Christianity has been estimated to be growing rapidly in Latin America, Africa, and Asia. In Africa, for instance, in 1900, there were only 8.7 million adherents of Christianity; now there are 390 million, and it is expected that by 2025 there will be 600 million Christians in Africa.

How fast is Christianity declining? ›

The U.S.'s Christian majority has been shrinking for decades. A Pew Research Center study shows that as of 2020, about 64% of Americans identify as Christian. Fifty years ago, that number was 90%.
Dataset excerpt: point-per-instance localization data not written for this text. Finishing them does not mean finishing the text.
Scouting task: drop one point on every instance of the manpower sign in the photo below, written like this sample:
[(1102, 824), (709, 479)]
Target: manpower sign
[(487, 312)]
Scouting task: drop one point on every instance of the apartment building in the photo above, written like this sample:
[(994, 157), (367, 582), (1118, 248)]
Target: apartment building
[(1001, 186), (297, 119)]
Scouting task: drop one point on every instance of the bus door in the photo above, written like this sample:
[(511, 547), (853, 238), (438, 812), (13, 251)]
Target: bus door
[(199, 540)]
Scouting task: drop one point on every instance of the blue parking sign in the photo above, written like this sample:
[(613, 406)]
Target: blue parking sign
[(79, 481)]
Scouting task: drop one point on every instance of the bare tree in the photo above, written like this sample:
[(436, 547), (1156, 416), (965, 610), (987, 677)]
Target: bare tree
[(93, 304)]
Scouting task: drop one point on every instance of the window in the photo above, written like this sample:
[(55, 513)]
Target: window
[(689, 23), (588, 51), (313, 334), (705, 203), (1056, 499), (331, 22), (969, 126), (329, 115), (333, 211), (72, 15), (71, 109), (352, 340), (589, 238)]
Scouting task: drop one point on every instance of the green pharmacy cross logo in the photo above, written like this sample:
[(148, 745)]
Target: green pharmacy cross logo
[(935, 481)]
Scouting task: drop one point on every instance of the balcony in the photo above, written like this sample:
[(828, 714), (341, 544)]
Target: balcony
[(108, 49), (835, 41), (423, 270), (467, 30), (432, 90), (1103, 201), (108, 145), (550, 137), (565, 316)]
Where is Christianity in decline? ›

According to the 2021 official census, for the first time in history, fewer than half of the population of England and Wales now describe themselves as Christian. This reflects a continuing trend in the decline of support for the Anglican church – a key pillar of the British establishment.

How many Christians left in the world? ›

The 2,604,381,000 estimate for mid-year 2023 Christian population total is a 44,506,000-person increase from the mid-year 2022 total. The new estimates of the worldwide Christian population for both 2025 and 2050 are higher than the 2022 report's estimates.

What religion is fastest growing? ›

Statistics commonly measure the absolute number of adherents, the percentage of the absolute growth per-year, and the growth of converts in the world. Studies in the 21st century suggest that, in terms of percentage and worldwide spread, Islam is the fastest-growing major religion in the world.

What percentage of Americans go to church? ›

Attendance by U.S. state
Percentage of adults who attend church at least once a week (2014):
48 more rows

What is the second fastest growing religion in the world? ›

Despite this, Islam remains, on the global level, the second religion with the second largest number of net converts into the religion, with about 420,000 more people converting to Islam than leaving Islam between 2015 and 2020.